It shouldn’t take much effort for a documentary about the coal industry to make you mad. The industry’s downside seems pretty steep. Appalachian coal companies busted unions, broke laws, lowered wages, poisoned people, and depopulated towns. To better get at the coal seams, the companies cut down swaths of trees and blast away the tops of mountains and dump the debris on the valleys below. Sometimes people live in those valleys. Some of those people appear in “The Last Mountain,’’ and they’re mad. Their neighbors are dead. Their health is failing. They’re convinced no one cares. These people don’t seem isolated, but they do seem alone. Sometimes Bobby Kennedy Jr. might walk through the front door, into a diner, or onto a coal company’s property, and express concern. Sometimes people are impressed. Sometimes they’re so not. He’s the Yankee elite.
“The Last Mountain’’ is that sort of movie, the sort that sends a Kennedy into the West Virginia wilderness to press for change. It’s sincere. It’s misguided. It feels like a stunt. Kennedy has written two books of environmental activism. The second one, “Crimes Against Nature: How George W. Bush and His Corporate Pals Are Plundering the Country and Hijacking Our Democracy,’’ appears to be the basis for his participation with this film. His outrage just doesn’t really connect with anyone else’s. His activism might be another matter. Kennedy is credited with helping get the Environmental Protection Agency to restrict the granting of mine permits.
The best scenes in Bill Haney’s movie, the bulk of which takes place from 2007 to 2010, involve the first-person stories of women and men whose lives the coal companies have ruined. What they tell Haney is heartbreaking and blood-boiling. What they do to get people to pay them some attention takes gumption. A small group of West Virginians shows up at the offices of Joe Manchin, who was then the governor. They’ve brought along a girl who’s been raising money for her school, which sits in harm’s way of the mine. Haney paints Manchin as being in the pocket of the coal industry, where, we’re told, lots of other elected officials reside. (Manchin is currently in the US Senate.)

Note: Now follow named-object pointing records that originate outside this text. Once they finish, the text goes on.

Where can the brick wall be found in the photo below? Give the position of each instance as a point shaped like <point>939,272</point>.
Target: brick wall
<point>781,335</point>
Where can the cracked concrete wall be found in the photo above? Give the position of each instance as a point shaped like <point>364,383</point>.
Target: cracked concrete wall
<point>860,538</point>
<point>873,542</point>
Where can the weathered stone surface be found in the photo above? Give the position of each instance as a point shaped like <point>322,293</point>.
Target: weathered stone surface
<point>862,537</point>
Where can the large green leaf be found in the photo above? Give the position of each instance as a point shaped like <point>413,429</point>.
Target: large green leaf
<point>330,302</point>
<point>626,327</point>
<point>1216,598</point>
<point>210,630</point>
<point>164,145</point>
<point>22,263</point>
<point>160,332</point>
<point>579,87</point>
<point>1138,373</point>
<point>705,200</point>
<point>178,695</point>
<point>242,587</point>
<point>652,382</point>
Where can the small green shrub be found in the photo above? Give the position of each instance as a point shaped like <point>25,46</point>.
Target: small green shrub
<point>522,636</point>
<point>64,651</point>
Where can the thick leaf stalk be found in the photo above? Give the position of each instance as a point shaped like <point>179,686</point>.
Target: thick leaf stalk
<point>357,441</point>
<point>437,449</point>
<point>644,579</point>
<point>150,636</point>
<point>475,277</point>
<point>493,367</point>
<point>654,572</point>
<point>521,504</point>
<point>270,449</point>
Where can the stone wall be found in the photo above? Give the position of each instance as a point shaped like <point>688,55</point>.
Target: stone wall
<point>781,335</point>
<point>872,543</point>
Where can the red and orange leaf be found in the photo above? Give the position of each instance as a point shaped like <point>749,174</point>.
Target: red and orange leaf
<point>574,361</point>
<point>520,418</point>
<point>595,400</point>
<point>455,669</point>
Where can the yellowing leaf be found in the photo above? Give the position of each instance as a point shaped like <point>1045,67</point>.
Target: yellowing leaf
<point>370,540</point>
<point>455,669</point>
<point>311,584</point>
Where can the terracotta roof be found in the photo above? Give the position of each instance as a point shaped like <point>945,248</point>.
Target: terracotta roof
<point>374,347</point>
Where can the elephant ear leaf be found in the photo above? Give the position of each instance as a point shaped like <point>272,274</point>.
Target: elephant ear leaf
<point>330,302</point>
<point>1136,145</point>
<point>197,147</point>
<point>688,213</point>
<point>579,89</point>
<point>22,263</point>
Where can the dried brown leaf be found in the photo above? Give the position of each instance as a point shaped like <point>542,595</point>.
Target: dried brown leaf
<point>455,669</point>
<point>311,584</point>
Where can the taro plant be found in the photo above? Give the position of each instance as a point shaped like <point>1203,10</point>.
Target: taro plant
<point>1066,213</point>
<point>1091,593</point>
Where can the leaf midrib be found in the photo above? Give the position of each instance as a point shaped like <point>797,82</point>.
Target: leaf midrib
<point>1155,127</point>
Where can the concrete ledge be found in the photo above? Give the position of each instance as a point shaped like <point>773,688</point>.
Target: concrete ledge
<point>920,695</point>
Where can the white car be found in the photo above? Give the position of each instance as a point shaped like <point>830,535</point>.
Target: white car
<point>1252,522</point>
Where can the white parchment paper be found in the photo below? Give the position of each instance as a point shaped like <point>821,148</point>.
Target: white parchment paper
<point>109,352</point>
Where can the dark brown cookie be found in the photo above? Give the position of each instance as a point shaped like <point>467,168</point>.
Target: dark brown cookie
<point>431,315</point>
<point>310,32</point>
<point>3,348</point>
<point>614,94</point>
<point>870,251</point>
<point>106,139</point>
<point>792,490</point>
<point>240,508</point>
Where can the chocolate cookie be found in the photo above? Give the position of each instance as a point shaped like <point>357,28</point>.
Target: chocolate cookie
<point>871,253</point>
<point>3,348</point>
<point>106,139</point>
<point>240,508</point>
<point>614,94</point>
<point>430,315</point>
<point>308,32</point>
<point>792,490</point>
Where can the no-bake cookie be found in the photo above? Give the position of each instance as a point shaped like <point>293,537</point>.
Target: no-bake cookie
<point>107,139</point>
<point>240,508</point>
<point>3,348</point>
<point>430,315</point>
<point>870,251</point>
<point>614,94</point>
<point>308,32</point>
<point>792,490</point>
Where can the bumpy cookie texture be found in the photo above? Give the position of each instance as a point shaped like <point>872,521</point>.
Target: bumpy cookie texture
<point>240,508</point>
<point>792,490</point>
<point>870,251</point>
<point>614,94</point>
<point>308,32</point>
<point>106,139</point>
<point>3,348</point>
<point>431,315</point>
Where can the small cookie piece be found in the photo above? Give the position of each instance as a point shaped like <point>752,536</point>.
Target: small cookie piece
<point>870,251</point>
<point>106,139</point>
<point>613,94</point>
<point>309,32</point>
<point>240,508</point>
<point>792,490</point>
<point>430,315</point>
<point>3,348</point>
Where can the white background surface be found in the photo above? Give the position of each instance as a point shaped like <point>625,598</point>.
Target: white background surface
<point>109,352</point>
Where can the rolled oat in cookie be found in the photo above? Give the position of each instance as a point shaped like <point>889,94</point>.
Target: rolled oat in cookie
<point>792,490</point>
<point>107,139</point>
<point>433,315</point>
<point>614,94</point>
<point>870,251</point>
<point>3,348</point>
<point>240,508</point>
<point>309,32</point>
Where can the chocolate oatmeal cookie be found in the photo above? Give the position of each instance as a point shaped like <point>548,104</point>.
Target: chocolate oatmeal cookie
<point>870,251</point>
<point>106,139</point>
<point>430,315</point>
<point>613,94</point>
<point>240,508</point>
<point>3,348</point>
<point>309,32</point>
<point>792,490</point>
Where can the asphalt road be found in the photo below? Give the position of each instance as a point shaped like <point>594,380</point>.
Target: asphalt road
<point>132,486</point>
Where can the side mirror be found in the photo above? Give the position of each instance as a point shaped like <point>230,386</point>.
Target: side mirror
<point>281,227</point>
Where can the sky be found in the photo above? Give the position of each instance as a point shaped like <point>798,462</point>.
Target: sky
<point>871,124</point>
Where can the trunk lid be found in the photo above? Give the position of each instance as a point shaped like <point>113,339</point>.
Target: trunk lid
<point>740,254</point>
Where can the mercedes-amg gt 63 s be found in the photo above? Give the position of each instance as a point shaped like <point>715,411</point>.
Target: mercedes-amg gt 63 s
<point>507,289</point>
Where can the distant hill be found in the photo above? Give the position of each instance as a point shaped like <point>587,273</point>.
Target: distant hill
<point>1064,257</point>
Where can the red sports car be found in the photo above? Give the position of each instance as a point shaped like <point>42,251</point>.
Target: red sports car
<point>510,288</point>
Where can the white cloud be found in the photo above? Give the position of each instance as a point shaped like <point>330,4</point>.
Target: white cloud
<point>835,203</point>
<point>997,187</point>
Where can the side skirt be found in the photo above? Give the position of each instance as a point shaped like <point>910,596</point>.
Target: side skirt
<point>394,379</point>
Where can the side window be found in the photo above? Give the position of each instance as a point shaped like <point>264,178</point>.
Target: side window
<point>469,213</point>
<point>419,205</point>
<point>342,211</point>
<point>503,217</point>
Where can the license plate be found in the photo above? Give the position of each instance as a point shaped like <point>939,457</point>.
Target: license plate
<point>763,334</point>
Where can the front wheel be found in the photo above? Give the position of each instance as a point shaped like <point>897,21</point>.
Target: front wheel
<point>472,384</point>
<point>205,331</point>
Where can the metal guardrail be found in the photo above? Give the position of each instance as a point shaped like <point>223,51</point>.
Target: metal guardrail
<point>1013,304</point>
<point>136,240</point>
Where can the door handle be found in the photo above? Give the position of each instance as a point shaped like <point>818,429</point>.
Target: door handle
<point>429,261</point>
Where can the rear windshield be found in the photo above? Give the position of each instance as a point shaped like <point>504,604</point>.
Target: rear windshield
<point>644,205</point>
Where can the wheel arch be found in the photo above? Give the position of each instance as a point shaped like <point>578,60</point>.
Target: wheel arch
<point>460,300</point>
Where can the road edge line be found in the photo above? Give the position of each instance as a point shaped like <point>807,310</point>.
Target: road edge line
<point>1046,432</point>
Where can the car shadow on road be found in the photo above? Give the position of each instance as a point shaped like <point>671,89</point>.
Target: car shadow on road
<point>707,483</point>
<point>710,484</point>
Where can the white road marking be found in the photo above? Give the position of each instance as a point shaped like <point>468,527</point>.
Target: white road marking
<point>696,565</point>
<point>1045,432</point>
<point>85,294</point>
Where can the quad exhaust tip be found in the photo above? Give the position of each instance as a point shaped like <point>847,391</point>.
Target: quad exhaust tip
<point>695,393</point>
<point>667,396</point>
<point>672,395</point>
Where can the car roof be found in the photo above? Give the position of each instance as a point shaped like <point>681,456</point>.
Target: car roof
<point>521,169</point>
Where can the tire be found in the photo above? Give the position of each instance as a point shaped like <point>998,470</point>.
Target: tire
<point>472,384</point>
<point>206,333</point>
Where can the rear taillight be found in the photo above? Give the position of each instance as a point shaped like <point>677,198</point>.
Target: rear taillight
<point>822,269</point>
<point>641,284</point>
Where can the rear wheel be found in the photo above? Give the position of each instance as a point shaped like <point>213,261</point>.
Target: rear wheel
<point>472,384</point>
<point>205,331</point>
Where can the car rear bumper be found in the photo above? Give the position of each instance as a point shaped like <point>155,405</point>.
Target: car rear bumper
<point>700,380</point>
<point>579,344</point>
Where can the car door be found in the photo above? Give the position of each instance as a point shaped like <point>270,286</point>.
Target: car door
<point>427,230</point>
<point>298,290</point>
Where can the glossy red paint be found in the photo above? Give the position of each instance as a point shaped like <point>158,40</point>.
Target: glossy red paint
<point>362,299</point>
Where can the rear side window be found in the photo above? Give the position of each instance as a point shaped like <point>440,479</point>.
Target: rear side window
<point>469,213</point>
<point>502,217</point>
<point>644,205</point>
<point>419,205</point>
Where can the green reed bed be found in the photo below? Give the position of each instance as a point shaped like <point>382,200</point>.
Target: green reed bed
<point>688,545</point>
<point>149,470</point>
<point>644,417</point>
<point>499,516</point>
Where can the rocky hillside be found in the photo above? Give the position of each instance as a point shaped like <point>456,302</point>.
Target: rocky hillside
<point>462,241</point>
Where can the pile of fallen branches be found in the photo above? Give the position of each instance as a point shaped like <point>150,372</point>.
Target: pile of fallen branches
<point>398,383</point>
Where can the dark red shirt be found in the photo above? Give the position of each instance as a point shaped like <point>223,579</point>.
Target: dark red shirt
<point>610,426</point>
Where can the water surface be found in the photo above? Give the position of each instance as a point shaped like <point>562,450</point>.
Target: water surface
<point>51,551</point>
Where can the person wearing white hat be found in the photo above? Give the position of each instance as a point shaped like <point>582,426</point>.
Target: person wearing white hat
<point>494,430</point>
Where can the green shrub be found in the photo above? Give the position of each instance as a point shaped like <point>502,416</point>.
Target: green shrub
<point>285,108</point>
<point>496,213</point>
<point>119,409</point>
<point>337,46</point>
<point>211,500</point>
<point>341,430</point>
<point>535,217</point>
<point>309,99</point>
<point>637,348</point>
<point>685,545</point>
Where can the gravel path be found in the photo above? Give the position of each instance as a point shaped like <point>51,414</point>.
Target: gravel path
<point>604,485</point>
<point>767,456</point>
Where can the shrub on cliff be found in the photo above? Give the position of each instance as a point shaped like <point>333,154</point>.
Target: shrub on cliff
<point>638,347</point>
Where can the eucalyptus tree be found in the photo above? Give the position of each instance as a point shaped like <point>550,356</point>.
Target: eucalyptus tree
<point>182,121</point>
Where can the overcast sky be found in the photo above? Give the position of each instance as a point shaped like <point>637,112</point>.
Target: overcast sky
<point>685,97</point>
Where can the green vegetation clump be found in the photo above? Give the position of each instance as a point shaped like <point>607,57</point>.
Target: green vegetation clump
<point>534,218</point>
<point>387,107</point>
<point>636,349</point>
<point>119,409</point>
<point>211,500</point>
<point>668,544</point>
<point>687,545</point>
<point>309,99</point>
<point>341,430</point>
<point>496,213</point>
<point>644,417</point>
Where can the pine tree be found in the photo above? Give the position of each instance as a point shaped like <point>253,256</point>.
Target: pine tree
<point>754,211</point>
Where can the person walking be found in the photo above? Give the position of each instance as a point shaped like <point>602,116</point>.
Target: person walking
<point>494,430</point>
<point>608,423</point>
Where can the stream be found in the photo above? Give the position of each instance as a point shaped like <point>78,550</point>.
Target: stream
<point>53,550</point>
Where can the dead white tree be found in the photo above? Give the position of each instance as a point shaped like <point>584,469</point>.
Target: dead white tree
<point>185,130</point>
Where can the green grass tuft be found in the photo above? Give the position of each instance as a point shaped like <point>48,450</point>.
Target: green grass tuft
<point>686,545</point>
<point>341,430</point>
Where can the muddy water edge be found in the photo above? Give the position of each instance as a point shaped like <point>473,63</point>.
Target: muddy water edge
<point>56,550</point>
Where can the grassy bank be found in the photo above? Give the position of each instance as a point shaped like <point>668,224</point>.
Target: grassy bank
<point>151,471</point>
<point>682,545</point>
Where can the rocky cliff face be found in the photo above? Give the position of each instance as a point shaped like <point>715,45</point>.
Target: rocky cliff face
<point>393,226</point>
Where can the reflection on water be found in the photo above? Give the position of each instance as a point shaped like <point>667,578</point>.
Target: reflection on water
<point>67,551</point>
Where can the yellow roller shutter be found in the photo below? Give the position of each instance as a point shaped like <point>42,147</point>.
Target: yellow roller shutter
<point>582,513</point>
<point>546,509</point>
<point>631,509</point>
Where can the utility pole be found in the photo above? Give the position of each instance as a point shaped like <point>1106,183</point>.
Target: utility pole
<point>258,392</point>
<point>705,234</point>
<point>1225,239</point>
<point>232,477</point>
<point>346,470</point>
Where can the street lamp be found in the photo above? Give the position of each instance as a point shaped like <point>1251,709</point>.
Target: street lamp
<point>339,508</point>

There’s also a lot infuriating mileage to be got from Massey Energy. That’s the company which owned the unsafe mine where 29 men died last year, and it’s hard to imagine an individual with as many violations and infractions as Massey has being permitted to walk the streets. But the mine remains open for business. (The film’s symbolic centerpiece is Coal River Mountain, billed as the last mountain in Appalachia not to be blown up for coal. Yet, for the coal companies, its size and scope make it the most desirable.)
Haney tries to see where the industry’s coming from. He spends some time with the president of the West Virginia Coal Association, Bill Raney. Raney says the coal companies are compliant with environmental standards. He tells Kennedy that coal haters should really think about the livelihoods of the miners and where else do you think you’d get all the electricity you use? The most aggravating thing about Haney’s movie is that he thinks he knows. A barreling montage of anything that needs power ends with a heavenly shot of a wind turbine.
It didn’t seem possible to top the earnestness of the civil-disobeyers who succeed in irritating the coal companies. But turning the movie into an infomercial for wind farms beats all. What had been another searing indictment of corporate venality and the trampling of average people becomes a righteous embarrassment. It isn’t that the turbines aren’t better than coal. (The movie most certainly casts them as more romantic.) But suddenly it’s as if we’ve been stopped on the streets and asked to sign a petition based mostly on hope and assertions. The coal industry’s tactics are appalling. But to a lesser extent so is this.